Sobre esto, es notable la agenda temática abordada por periódicos semanales como La Mujer, que asumió activamente la defensa del derecho a la educación pero sin reproducir el optimismo ingenuo que veía en la instrucción –y solo en ella– la solución a todas las desigualdades. El acceso a la educación se entendía como un acto de justicia, como un gesto impostergable que revertía brechas de siglos, pero ello no desactivaba la constatación de que los obstáculos más serios y decisivos estaban (también) fuera de los espacios educativos. Estos pocos ejemplos ya dicen mucho, pero también instalan un vértigo extraño, pues obligan a preguntarnos si hasta ahora no hemos hablado de las libertades mirando a los sujetos equivocados.
Decíamos que esta retrospectiva también se había pensado en «clave menor», y eso nos conduce a hablar de los criterios de selección de documentos. El primer norte fue poner atención en aquellas piezas que abordaran motivos transversales al problema de las libertades y a las diversas comprensiones del liberalismo: igualdad civil y política, derechos individuales, naturaleza y límites del poder del Estado, abolición de los privilegios, propiedad privada y libertad comercial. Aunque estuviesen asociados de forma oblicua a los motivos anteriores, se contempló también documentación relevante para la comprensión de «las cuestiones teológicas» y la descentralización territorial del poder, entendidos como conflictos centrales para la defensa de las libertades y la forja de la identidad de los partidos políticos liberales. Pero el despliegue de la pesquisa nos llevó a otras escenas.
La igualdad civil y política resaltó el problema de la desigualdad entre los sexos, y ello iluminó los pasadizos que conectaban la subordinación de la mujer al interior de la familia con su postergación en la esfera pública; el tema de la propiedad privada apareció en el debate sobre los límites a la voluntad paterna al momento de testar, en los desafíos conceptuales y políticos que las formas de propiedad indígena impusieron al derecho liberal, y en las jabonosas preguntas sobre qué concepto de propiedad debía aplicarse al regular la producción y consumo de bienes culturales.

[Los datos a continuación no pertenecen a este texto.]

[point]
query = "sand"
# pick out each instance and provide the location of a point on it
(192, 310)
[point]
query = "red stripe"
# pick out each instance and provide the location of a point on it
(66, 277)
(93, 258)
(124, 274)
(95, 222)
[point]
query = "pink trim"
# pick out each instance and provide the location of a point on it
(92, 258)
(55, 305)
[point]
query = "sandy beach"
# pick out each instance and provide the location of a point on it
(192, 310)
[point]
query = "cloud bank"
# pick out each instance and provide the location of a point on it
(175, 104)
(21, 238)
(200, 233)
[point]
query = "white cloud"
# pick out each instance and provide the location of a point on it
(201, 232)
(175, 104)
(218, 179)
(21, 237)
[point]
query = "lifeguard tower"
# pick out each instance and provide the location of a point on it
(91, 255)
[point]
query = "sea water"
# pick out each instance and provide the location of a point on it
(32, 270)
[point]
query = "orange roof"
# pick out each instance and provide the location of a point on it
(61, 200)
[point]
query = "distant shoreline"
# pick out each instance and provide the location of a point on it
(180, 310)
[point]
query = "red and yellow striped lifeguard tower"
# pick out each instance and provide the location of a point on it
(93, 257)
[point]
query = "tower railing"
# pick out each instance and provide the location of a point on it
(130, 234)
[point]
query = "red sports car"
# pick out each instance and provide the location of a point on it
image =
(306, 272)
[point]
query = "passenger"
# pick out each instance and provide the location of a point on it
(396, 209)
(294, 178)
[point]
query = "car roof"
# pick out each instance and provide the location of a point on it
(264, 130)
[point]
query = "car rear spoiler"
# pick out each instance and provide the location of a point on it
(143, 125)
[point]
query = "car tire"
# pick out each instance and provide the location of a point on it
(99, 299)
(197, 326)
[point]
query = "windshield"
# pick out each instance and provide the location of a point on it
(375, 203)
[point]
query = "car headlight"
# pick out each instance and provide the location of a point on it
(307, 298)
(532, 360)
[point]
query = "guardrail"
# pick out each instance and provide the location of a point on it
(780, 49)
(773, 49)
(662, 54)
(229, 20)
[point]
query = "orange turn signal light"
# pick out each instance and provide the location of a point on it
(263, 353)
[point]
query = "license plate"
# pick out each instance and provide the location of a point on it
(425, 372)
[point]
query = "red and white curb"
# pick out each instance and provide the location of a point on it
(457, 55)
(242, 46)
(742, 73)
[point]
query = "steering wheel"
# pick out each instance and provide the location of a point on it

En lo que respecta a derechos individuales, emergieron debates esperables, como la libertad de expresión y la esclavitud, pero también otros menos explorados, como la legitimidad de la pena de muerte, el uso de la tortura por parte de funcionarios del Estado o las disparidades de clase en el acceso a la justicia. También resultaron interesantes las evaluaciones sobre la libertad comercial, en particular por la forma en que su observancia tensionaba la aspiración a la independencia económica de países con pasado colonial.
El recurso a la libertad como resistencia al poder –en sus diversas manifestaciones– apareció en encuadres predecibles y también en algunos curiosos, o más bien curiosamente contemporáneos, como el rechazo a un proyecto de vacunación obligatoria que fue caricaturizado como parte de una conspiración autoritaria orquestada por los médicos y los burócratas del Estado.
Precisamente porque no podemos pensar futuros compartidos sin libertad, la libertad para amar, nombrarnos, unirnos y separarnos, libertad para ser otros y dejar de serlo, y precisamente porque esas libertades han sido siempre una fuente de rabiosa autonomía para quienes no se rinden ante las caras que adopta la opresión, nuestra tarea es disputar el significado de esta crucial palabra y recuperarla para las agendas emancipatorias que nos aguardan. Quizás este libro pueda ofrecer algunas pistas para contribuir a esa inmensa tarea.